Hi there, I'm trying to write a program to solve the multiplication of two numbers using the Russian Peasant method. If you don't know what this method is you will find out @ http://mathforum.org/dr.math/faq/faq.peasant.html
Unfortnately when I iterate round the loop the test condition needs to be changed to give a correct answer. Is there some way of making the test condition in the while loop dynamic so that the program will display the correct result ?
As far as I know this problem should be solvable by using a do - while loop & an if statement.
Any help/advice would be greatly appreciated.
I know that this code will just create an infinte loop because there is just one value of 'b' and its just running the same test over and over ..... etc
hi,
I wrote this code I think this is helpfull for you...

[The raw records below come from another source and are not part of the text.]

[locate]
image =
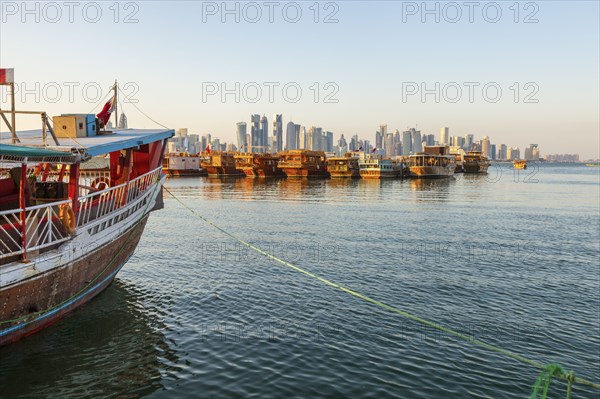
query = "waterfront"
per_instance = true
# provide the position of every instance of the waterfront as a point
(195, 314)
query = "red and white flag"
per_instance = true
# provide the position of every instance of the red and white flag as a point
(7, 75)
(108, 109)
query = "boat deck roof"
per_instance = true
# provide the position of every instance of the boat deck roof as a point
(117, 139)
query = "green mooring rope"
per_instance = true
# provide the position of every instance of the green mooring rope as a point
(542, 384)
(548, 371)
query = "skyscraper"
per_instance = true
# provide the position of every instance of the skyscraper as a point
(290, 136)
(241, 136)
(416, 141)
(123, 121)
(406, 142)
(444, 136)
(264, 127)
(302, 144)
(513, 153)
(485, 147)
(468, 142)
(532, 153)
(255, 132)
(342, 145)
(388, 145)
(278, 132)
(502, 152)
(329, 141)
(383, 130)
(378, 139)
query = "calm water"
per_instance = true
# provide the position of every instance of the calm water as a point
(193, 314)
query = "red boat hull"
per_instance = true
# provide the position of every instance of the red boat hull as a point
(40, 301)
(300, 173)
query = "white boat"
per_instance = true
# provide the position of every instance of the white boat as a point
(378, 167)
(434, 162)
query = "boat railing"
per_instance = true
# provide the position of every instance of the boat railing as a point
(90, 178)
(42, 228)
(105, 202)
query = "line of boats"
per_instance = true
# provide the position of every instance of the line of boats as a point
(433, 162)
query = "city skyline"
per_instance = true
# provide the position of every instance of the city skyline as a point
(390, 144)
(360, 82)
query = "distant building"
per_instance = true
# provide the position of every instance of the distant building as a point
(468, 144)
(532, 153)
(416, 141)
(241, 136)
(513, 153)
(342, 145)
(485, 146)
(378, 139)
(255, 132)
(291, 142)
(562, 157)
(406, 142)
(264, 129)
(329, 141)
(123, 121)
(303, 143)
(278, 132)
(502, 152)
(444, 136)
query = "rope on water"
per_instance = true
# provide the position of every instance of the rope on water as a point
(542, 384)
(556, 373)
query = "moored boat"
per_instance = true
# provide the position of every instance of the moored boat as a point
(520, 164)
(434, 162)
(303, 164)
(343, 167)
(378, 167)
(258, 165)
(66, 230)
(183, 164)
(220, 163)
(475, 162)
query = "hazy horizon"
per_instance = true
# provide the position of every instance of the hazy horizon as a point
(370, 61)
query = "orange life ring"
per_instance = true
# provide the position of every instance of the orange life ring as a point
(67, 217)
(101, 183)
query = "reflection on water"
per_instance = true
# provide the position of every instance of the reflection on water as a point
(194, 314)
(110, 346)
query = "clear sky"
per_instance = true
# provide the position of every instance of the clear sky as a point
(377, 57)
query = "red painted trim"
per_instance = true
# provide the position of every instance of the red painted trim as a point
(22, 205)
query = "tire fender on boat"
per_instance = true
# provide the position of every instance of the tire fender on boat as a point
(67, 217)
(101, 183)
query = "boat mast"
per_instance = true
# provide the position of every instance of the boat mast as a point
(116, 106)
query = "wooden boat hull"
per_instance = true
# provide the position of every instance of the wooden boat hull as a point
(475, 167)
(223, 171)
(379, 174)
(185, 172)
(432, 171)
(301, 173)
(349, 174)
(33, 304)
(263, 172)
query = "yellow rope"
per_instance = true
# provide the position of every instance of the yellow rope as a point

/* yilmaz saridemir [email protected]
*
#include<stdio.h>
unsigned long russianPeasant(unsigned long ,unsigned long );
void main(void){
printf("result=%u",russianPeasant(16,23));
}
unsigned long russianPeasant(unsigned long x,unsigned long y){
unsigned long result=0;
while (y>=1){
if ((y%2)==1) {result+=x;}
x<<=1;//multiple 2
y>>=1;//divide 2
}
return result;
}
unsigned long russianPeasant(unsigned long x,unsigned long y){
unsigned long result=0;
while (y>=1){
if (y&1) {result+=x;}
x<<=1;//multiple 2
y>>=1;//divide 2
}
return result;
}